It is obvious that in addition to the referential aspect, other aspects or layers can be identified in a work of art.

(21) Situatedness (in German: Situiertheit) is a  notion owed to Sartre... yet also rooted, at least vaguely, in a Marxist concept of anchoring lofty ideas in the solid ground of historically developing social reality (think of his famous phrase "vom Kopf auf die Fuesse stellen"); in other words, in the insight of Marx that our way of thinking about society and ourselves, our ideas boil down, in a way, to a rapport idéologique which reflects the given social (i.e., class) relations. 
But Marx, too, by his praxis as a theoretician and as a revolutionary, implicitly admitted that we are able to transcend "given" ways of thinking, dominant ideas that merely reflect the status quo. Departing from a historical situation, it is men [human beings] who by their (theoretical and physical) praxis, can MAKE HISTORY, i.e. they can contribute to actions that attempt to consciously change the status quo, aiming at greater  justice, equality, brotherliness, liberty, in short, aiming at a "humanization" of (to a greater or lesser extent) inadequate if not inhuman circumstances.

(22) Jochen Gerz, in: M. Stuemper and M. Wurm, opus cit.

(23) If his public sculptures and other "works" (or "projects," as he frequently calls them) often are changing and finally even, disappearing works, this accentuates not only Gerz' rejection of the solidly static art works he once produced which are much more likely to be commodified and at the same time, to be integrated into a cultural sphere that isolates art works from the social reality where they were meant to "intervene,"  by putting them into an ivory tower, the museum. His non-static works also speak more urgently to us in a way that asks us to be active, activated, both with regard to art, to ourselves, and to the social reality we exist in. Another aspect of these works is that these same works make us sensitive to "change" (both within the art work in question, and beyond or outside it). These works often also "refer to" or "call to mind" or "evoke in us" history, memories of and emotions and thoughts "about" history. But, being activated, we do not see in them works that force a vision of history (say of the Nazi past in Germany, or of the " TIME OF THE GDR ") on us. They create a free space: not only for the imagination but also for OUR conscience, our emotions, thoughts, memories. They leave us free to think, to feel, to choose a position vis à vis the past and the present. 
Interestingly, this again reminds me of Brecht's approach which was also addressing the critical individual, leaving him free to make his choice, inciting him to think, challenging him to face history, to discover reality as historical, as changeable.
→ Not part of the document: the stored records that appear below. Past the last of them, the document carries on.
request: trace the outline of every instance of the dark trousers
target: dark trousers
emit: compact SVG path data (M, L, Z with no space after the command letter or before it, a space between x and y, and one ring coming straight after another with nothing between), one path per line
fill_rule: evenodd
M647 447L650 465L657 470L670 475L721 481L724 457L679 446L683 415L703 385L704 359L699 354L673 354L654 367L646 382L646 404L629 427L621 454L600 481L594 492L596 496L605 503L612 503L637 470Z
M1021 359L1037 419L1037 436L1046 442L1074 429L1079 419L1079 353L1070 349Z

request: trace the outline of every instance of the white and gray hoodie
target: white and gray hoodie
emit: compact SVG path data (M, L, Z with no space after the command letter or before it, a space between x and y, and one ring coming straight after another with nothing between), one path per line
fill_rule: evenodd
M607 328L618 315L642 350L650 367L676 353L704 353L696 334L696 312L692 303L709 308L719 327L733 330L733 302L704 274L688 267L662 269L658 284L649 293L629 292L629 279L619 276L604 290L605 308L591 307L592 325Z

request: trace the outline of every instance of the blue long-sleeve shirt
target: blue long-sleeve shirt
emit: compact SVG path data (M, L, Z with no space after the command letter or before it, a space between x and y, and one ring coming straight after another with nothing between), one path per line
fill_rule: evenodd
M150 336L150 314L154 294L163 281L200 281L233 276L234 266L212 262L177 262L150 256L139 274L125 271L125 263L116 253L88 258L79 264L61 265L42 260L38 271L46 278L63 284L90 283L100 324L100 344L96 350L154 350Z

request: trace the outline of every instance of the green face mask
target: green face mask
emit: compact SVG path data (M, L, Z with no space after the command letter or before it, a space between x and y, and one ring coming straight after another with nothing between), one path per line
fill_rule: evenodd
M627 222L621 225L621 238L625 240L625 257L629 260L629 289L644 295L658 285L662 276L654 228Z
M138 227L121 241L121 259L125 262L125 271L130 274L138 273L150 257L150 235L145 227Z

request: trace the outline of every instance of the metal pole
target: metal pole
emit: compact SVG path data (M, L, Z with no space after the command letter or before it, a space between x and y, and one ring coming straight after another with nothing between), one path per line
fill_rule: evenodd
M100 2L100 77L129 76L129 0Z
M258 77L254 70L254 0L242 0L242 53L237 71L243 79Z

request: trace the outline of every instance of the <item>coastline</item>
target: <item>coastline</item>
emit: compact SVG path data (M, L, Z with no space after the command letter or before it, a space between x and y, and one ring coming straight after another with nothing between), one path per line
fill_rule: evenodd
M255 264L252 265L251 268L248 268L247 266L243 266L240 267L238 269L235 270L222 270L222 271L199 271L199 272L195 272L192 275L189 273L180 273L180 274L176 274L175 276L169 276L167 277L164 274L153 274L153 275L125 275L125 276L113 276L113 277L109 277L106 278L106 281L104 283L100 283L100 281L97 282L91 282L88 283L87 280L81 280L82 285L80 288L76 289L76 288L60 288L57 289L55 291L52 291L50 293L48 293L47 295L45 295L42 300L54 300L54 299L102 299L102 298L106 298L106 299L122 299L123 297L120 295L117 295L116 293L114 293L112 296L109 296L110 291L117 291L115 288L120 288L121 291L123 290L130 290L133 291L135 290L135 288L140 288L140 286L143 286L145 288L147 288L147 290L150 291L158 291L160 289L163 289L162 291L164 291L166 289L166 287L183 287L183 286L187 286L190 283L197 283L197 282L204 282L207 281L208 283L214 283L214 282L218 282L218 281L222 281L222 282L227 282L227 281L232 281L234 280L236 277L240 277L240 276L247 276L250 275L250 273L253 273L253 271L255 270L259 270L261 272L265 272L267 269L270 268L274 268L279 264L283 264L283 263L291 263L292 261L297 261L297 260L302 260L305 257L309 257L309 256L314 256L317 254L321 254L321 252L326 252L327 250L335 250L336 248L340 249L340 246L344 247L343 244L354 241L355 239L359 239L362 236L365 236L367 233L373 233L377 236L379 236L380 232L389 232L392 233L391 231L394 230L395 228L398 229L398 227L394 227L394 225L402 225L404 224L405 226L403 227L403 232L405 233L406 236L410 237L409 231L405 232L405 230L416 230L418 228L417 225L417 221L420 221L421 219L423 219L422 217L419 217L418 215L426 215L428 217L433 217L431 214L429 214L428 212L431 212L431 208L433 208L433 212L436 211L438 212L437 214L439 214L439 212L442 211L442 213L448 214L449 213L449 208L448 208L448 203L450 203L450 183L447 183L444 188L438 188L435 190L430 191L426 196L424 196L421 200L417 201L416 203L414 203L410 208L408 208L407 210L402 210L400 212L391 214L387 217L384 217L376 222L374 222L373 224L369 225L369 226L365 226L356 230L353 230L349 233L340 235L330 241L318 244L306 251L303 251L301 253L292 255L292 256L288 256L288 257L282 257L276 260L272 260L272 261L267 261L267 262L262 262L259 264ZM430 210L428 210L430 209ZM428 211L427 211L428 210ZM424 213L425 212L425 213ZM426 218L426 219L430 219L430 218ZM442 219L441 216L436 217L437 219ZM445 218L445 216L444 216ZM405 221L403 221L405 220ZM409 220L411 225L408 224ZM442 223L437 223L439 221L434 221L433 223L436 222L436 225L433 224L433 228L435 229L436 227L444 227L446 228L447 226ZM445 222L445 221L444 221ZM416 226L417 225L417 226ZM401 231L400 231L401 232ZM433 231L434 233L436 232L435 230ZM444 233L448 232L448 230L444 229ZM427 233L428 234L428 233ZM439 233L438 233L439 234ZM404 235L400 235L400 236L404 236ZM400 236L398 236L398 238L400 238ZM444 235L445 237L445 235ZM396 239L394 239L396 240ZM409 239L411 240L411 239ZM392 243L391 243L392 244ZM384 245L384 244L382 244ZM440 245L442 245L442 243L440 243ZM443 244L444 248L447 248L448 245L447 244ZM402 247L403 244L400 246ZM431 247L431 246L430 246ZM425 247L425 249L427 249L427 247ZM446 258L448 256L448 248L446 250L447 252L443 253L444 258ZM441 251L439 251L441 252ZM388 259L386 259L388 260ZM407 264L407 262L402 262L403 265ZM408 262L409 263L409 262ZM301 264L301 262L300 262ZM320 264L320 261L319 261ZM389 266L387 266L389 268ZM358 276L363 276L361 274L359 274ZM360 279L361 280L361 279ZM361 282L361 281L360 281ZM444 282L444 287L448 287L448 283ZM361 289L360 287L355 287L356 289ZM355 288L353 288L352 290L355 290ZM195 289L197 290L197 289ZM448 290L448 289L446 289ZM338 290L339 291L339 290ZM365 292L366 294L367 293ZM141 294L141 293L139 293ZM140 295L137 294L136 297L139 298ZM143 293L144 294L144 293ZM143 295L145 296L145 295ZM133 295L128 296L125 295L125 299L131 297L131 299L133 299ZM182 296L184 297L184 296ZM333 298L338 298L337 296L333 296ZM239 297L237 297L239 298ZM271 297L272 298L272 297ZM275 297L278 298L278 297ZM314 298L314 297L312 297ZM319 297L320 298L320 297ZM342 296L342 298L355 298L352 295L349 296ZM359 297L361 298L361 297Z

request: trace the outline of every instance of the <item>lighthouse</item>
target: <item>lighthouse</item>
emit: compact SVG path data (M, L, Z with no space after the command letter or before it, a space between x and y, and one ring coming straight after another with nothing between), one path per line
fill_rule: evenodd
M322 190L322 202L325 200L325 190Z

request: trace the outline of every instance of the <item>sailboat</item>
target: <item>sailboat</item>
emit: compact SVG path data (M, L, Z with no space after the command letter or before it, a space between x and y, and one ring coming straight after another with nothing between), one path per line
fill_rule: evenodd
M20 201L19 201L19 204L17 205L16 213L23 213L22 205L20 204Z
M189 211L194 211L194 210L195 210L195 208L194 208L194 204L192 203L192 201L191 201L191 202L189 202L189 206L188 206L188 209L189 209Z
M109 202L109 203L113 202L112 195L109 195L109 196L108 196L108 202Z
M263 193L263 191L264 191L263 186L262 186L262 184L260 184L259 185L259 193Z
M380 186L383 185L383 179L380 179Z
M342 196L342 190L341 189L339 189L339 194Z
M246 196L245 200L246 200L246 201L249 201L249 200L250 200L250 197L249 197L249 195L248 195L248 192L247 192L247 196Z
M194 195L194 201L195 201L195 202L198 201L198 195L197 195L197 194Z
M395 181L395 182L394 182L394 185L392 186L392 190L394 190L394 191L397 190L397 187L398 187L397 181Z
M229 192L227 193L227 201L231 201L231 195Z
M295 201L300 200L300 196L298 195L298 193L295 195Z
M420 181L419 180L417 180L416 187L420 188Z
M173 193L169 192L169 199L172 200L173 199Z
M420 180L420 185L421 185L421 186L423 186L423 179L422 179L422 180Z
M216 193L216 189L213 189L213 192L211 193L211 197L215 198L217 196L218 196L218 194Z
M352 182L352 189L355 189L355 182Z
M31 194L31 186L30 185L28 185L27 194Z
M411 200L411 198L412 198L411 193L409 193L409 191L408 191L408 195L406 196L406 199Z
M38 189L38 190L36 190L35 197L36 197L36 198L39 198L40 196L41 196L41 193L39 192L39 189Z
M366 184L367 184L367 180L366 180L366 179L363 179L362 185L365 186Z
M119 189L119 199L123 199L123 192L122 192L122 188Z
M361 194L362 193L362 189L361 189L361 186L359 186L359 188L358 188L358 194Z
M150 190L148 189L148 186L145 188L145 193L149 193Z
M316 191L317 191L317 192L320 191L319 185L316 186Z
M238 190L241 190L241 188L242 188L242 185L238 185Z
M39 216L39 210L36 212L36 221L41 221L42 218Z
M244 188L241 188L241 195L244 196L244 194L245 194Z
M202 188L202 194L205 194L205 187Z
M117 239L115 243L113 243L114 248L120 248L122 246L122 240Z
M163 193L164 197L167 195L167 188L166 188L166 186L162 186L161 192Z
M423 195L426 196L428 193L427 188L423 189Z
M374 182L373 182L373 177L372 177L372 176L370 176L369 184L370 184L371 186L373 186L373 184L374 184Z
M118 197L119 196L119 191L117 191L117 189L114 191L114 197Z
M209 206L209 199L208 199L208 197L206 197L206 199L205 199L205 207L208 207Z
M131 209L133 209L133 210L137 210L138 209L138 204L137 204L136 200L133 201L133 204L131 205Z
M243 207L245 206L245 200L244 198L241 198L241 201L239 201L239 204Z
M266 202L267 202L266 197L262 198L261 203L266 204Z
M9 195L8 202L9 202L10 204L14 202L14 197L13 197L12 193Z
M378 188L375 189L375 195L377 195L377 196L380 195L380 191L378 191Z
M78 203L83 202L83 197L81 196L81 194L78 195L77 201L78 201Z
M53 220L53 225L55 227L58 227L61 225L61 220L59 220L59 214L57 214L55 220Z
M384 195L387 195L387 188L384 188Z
As F. Jameson phrased it, "For Brecht, the primary distinction is not between things and human reality, not between nature and manufactured products, but rather between the static and dynamic, between that which is perceived as changeless, eternal, having no history, and that which is perceived as altering in time and being essentially historic in character." (Frederic Jameson, The Prison-House of Language, A Critical Account of Structuralism and Russian Formalism. Princeton, NJ 1972, p.58) It may be noted in passing here that Brecht's play often were results of a work process that incorporated and thereby changed earlier "material." And as Magdi Youssef has shown, in his discussion of the performances of Brecht's plays in Egypt, they can become in turn subject to active, creative, productive changes that refute all academic notions centered on "faithfulness to the text." In Egypt, it was the necessity to depart from the needs and socio-cultural specificities of the recipients in a given context at a given time that prompted their actualization, and thus the creative use made of them. An idea Brecht would have loved.